女神はゆっくりと手を広げ、島全体を包むように言った。


「あなたたちには一年後に訪れる“選択”に備えてほしいのです。」


「むぅ!?選択なのだ!?」


「……なにを……えらぶ……?」


女神は静かに告げた。


「一年後──この島は、別の島と“ひとつ”になります。」


「……合体するってことか?」


「はい。島同士が融合し、そこに住む“二つの4人”が共存するか、支配するかを選ぶことになります。」


サーヤは目を見開いた。


「むぅぅぅ!?共存か……支配か……そんなの……選べないのだ!!」


ミィは静かに言う。


「……たたかう……の……?」


女神は首を横に振る。


「戦いを望む必要はありません。ですが──相手が戦いを望む場合もある。
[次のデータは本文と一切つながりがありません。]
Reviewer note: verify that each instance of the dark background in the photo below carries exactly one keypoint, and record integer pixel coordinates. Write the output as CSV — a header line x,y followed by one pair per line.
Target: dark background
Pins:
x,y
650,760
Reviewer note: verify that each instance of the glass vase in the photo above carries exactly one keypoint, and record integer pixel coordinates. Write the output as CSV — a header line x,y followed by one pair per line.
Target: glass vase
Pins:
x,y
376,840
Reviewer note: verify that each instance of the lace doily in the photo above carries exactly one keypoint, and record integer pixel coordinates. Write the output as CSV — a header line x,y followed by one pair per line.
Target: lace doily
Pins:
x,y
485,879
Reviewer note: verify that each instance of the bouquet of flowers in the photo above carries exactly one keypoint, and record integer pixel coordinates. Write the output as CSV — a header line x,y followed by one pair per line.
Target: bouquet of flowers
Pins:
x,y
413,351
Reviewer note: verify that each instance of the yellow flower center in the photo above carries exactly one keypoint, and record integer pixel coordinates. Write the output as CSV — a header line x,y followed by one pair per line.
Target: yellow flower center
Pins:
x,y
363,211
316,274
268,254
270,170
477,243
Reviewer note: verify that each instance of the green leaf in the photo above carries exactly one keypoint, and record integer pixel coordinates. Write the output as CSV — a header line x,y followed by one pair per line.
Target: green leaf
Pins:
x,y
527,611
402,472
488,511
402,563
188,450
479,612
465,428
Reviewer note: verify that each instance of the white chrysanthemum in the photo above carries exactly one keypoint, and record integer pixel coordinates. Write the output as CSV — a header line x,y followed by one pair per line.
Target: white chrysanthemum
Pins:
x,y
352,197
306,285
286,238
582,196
それが“選択”です。」


リュミナは少し心配そうな表情をし


「……相手が優しい人たちなら……一緒に暮らせる……?」


女神は微笑む。


「ええ。あなたたちのように、心優しい4人ならば、きっと共存を選ぶでしょう。」


「……でも、相手が暴力的な島だったら?」


女神は静かに目を閉じた。


「その場合──あなたたちは自分たちを守らなければなりません。共存を望んでも、相手が“支配”を望むなら……戦いは避けられないでしょう。」


サーヤは拳を握りしめる。


「むぅ……そんなの……いやなのだ……でも……負けるのもいやなのだ……」


ミィは静かに頷く。


「……まもる……みんな……まもる……」


リュミナは風を胸に抱くように言う。


「……一年後……私たちの未来が決まるんだね……」


壮真は深呼吸し、神に向き直った。


「……じゃあ、俺たちにできることは?」


女神は優しく微笑んだ。


「一年後の“選択”までに──この島での生活力と戦闘力を高めてください。あなたたちがどんな未来を選ぶにせよ、力は必要です。」


「むぅ!!わかったのだ!!もっと強くなるのだ!!みんなで一緒に!!」


「……がんばる……」


「……私も……もっと風と仲良くなる……」


壮真は3人を見て、静かに頷いた。


「一年後のために……俺たちはもっと強くなる。この島での生活も、戦いも、全部。」


女神は4人を優しく包むように言った。


「あなたたちなら……きっと乗り越えられます。この島が、あなたたちを選んだのですから。」


風が優しく吹き抜け、遺跡の光が揺らめく。


一年後──島と島がひとつになる“選択”の時が来る。その運命に向けて、4人の新たな日々が始まる。

これにて第1部終了です。第2部開始については少しお時間をいただけるとありがたいです。始まりと終わりだけ決めて書くってやっぱり難しいですね。